Mesela, bir grup olarak otururken yeni biri geldiğinde erkekler kalkar ama kadınlar kalkmaz.
Annem bu detayları bilir, bana öğretirdi. Ben tabi ki marjinal özgür kız triplerinde olduğumdan çoğuna karşı çıkardım.
Yine de bunların etkisi altında kalıp hayata atıldığımda başta erkeklerden bir takım kibarlık ve jestleri beklemiştim.
Sonra baktım ki öyle olmuyormuş. Beklenilenleri yapmıyorlarmış. Ya da benim karşılaştığım adamlar daha bir farklı dünyadan geliyormuş. Onlar sanırım biraz daha modern, medeni, eşitlikçi, bencil, kazma, öküz, nasıl tanımlayabilirsek artık, öyleydiler. (Hepsi diil!)
Ve ben de “aman yaaa, bunu mu beklicem!” diyerek kendi işimi kendim görmeye başladım.
Oysaki bana kadınmışım gibi davranıldığında topuklu 190 santime yakın boyumla birden minicik bir kadıncık olabilirmişim.

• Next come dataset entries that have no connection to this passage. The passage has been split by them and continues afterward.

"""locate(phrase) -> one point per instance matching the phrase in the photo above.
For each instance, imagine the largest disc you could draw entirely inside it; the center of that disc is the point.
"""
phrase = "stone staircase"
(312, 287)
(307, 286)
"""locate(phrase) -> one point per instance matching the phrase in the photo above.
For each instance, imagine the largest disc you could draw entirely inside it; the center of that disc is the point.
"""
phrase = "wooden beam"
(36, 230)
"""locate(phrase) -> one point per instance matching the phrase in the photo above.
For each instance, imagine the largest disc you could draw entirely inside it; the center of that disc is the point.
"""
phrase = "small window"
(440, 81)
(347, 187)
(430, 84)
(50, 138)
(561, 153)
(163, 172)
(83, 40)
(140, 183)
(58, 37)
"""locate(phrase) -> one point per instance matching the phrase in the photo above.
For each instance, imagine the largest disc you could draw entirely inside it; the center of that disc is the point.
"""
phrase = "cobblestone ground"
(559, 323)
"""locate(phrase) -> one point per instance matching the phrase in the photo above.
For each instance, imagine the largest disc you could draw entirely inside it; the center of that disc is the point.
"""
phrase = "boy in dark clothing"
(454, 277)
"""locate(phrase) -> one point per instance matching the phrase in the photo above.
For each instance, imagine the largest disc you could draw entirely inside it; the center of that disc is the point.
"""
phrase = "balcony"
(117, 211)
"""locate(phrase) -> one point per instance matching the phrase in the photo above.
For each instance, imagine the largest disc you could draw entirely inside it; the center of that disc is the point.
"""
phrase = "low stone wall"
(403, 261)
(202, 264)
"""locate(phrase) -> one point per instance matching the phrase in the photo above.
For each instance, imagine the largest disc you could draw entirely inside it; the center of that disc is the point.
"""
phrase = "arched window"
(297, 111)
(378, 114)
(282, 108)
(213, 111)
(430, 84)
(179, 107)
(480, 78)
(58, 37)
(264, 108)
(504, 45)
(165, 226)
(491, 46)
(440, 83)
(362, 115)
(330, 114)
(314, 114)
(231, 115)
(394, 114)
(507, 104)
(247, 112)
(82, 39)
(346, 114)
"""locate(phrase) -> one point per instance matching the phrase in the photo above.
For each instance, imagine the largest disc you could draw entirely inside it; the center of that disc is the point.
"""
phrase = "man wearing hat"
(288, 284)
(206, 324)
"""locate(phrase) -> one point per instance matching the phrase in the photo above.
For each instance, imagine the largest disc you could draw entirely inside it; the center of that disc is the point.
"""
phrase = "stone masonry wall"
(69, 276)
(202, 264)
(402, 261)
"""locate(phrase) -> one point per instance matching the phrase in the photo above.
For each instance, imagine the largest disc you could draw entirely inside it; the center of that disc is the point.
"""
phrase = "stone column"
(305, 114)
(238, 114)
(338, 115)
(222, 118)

Anında kedi gibi talepkar olabilirmişim. Sigaraların yakılmasını, yollara kırmızı halılar serilmesini, merdivenden inerken elimin tutulmasını bekleyebilirmişim.
E neredeymişim bu güne kadar!
Bazen bizim takım kızlar konuşuruz. Acaba fazla mı kendine güvenen, her şeyi beceren, kimseye ihtiyaç duymayan gibi görülen bir halimiz var diye.
Yakın 1-2 erkek arkadaşımla konuştuğumda da bana benzer şeyleri söyledi: “Siz bazen bir mekana öyle bir giriş yapıyorsunuz ki, biz erkekler bile tırsıyoruz sizden”.
İşte bize bu güne kadar kadınmışız gibi davranmadığınız için biz de erkek gibi olduk dedim arkadaşıma şakayla karışık. “Hemen çık yağ gibi üste” dedi gülerek.
“Siz kadınlar biz erkeklere kendimizi erkek gibi hissettirebiliyor musunuz acaba?” diye sordu.
“E tabi, açabilmemize rağmen kavanoz kapağını açmanızı istiyoruz ya!”
Benle laf yarışına girmemeye karar verdi tabi. Nitekim ben de bir ders aldım. Daha kırılgan, daha muhtaç, daha nazenin olmamız gerekiyor sanırım.
Beylerin zekâsına, gücüne, koruyuculuğuna, tecrübesine ve en önemlisi beyefendiliklerine ihtiyacımız olduğunu onlara hissettirmemiz gerekiyor.